The Grandmaster

Wong Kar-Wai

BY Scott A. GrayPublished Aug 22, 2013

5
On the heels of a recent glut of work about deified Wing Chung master Yip Man (five, plus two TV shows), Wong Kar-wai (In the Mood For Love) weighs in on the subject with his first full-length film since 2007's disastrous overseas excursion, My Blueberry Nights.

As one might surmise, his is an arty, borderline pretentious take on the life of Bruce Lee's teacher. Unfortunately for those hoping Wong might pull free of his creative stagnation to deliver the definitive statement on the man behind the growing legend, The Grandmaster is tepid and unfocused, and Wong's style is ill suited to capturing action.
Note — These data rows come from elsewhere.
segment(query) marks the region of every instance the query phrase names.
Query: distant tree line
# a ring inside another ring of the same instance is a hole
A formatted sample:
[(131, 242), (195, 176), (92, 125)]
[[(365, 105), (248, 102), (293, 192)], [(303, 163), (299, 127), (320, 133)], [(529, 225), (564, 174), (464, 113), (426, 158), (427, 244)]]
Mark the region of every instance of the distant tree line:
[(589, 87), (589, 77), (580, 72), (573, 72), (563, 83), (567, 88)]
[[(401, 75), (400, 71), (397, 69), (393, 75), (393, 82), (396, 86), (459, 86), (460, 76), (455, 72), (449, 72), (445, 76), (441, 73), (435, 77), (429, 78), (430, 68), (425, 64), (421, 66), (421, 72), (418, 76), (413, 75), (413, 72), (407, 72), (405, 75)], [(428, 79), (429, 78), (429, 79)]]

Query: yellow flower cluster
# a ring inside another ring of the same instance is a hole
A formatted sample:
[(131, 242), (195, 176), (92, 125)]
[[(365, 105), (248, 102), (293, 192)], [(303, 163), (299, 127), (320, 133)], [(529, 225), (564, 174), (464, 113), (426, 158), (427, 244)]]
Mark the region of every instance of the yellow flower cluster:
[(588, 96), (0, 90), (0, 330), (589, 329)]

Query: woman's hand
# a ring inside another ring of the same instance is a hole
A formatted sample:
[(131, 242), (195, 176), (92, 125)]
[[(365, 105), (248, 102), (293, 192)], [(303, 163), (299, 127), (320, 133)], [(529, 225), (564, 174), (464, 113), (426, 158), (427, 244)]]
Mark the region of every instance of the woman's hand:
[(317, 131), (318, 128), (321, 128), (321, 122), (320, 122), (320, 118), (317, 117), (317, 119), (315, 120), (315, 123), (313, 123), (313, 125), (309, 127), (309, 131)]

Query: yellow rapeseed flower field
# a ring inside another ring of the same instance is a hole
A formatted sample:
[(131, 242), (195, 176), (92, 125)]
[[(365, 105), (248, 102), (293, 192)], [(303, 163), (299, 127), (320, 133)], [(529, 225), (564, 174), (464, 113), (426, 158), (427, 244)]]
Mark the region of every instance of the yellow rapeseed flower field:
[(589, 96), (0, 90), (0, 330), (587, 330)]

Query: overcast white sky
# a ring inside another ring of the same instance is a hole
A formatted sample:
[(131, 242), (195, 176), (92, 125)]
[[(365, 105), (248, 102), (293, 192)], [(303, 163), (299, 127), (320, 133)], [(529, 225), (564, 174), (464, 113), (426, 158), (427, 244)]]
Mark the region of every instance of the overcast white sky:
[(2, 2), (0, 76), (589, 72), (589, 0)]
His tendency to seek intimacy in every shot hinders the sense of spatial coherence essential to visually process intricate physical exchanges.

Taking a broad overview of the kung-fu icon's life — from a myth-building look at his emergence as a paragon of his craft to becoming Lee's teacher — the film is overstuffed and rushed, even at two hours. It's almost as if Wong had a much longer, more complex movie in mind and, for whatever reason, wasn't able to achieve it.

What made it on screen is full of beautiful individual moments and deeply emotional performances, but Wong explores too many avenues at once to get a rounded sense of Yip Man as a warrior, political and culture figure, a man and lover, giving only snippets of each. This distances the audience from the character, which is problematic, considering that Wong finds a highly personal story of unfulfilled love and infidelity in Yip Man's history to satisfy his personal obsessions as an uncompromising auteur.

Most viewers will recognize the stubborn happiness-at-the-expense-of-pride trade-off trope from Crouching Tiger, Hidden Dragon, so it's frustrating that Wong doesn't go much deeper with his examination of love and honour, opting to pad the emotional core of the film with clunky, expository history lessons — the flow of the story is frequently interrupted by large chunks of text explaining gaps in time, including all of the political background regarding Japan's WWII invasion of China — and often poorly conceived and choppily edited martial arts sequences.

Again, it's a frustratingly inconsistent experience. For as many blurry, darkly lit fight scenes and grainy slow motion close-ups of water dripping from Yip Man's hat brim there are elegantly staged shots and graceful physical manoeuvres interspersed.

The Grandmaster actually improves as it jerkily jumps along like a lengthy flipbook bereft of numerous essential pages, most notably in the action choreography — Ziyi Zhang's final fight to reclaim her family's legacy is nearly breathtaking — but thematically as well.

The narrative almost comes together at the end, resonating with a wistful sense of hope despite great loss, until Wong feels the need to abruptly jump forward again to remind the audience that Yip Man is famous because Bruce Lee is legendary, undermining what the movie is actually about out of a sense of obligation to the cult of celebrity.